Analysts are lowering their earnings estimates for the second half of 2019 and there is a chance earnings for the S&P 500 could be negative for 2019.
In the last two weeks, strategists at Goldman Sachs and Citigroup have reduced 2019 and 2020 earnings estimates for the S&P 500, citing a sluggish economy, trade war threats and potential currency devaluations.
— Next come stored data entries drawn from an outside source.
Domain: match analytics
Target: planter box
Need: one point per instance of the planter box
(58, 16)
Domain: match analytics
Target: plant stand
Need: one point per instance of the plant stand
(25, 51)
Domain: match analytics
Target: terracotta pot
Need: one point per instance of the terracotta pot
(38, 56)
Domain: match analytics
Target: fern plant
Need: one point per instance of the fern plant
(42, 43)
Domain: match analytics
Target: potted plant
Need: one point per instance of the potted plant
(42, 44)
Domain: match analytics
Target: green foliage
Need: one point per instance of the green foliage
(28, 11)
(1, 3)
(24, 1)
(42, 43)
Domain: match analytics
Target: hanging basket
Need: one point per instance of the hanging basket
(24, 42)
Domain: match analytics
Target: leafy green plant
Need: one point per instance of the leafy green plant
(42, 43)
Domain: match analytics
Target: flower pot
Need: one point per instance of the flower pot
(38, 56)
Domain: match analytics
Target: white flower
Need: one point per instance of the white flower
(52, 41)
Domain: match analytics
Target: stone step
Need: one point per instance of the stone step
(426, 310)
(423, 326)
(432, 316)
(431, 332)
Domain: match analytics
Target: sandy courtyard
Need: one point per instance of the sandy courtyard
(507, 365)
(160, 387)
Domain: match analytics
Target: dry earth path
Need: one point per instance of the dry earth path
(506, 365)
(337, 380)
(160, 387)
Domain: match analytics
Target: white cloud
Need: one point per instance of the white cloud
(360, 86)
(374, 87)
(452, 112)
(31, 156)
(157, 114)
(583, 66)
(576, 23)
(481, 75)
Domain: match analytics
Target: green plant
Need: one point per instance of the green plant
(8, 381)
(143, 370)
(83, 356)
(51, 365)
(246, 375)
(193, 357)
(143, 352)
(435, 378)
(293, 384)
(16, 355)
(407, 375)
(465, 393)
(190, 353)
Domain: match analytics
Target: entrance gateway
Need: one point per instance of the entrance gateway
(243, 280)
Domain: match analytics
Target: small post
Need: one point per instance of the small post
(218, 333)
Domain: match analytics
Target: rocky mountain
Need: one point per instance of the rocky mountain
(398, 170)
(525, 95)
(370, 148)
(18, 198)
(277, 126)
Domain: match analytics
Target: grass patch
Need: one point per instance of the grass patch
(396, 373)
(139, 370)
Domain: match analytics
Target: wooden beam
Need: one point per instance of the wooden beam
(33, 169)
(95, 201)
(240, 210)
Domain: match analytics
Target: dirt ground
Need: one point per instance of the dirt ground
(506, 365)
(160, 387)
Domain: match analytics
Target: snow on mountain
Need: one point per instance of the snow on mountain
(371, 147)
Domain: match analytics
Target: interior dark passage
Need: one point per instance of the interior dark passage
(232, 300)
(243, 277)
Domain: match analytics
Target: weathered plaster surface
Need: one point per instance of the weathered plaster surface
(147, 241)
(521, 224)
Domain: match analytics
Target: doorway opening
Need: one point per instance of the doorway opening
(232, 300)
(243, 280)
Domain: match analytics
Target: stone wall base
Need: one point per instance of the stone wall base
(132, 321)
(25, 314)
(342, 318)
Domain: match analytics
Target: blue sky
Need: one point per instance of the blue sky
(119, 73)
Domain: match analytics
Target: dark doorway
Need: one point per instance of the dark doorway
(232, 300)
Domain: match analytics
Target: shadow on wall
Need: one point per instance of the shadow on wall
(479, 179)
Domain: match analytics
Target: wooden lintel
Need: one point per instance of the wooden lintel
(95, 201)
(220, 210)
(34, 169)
Analysts who study individual stocks also have begun to lower estimates in sectors most affected by global growth and rates: Energy, Technology, Financials and Industrials, all of which have been coming down fast in the last several weeks. Here’s a glance at how third quarter earnings estimates have changed:
Q3 Energy earnings:
July 1: down 13.6%
Today: down 21.8%
Q3 Technology earnings: Q3
July 1: down 6.4%
Today: down 7.4%
Financials earnings: Q3
July 1: up 6.8%
Today: up 4.3%
Industrials earnings: Q3
July 1: up 6%
Today: up 2%
Some sectors are complicated by individual companies not directly tied to tariffs or global trade. Industrial earnings, for example, are complicated by the particular case of Boeing and its issue with the 737 Max jet. Third quarter earnings are estimated to fall 38.5% from expectations earlier in the year.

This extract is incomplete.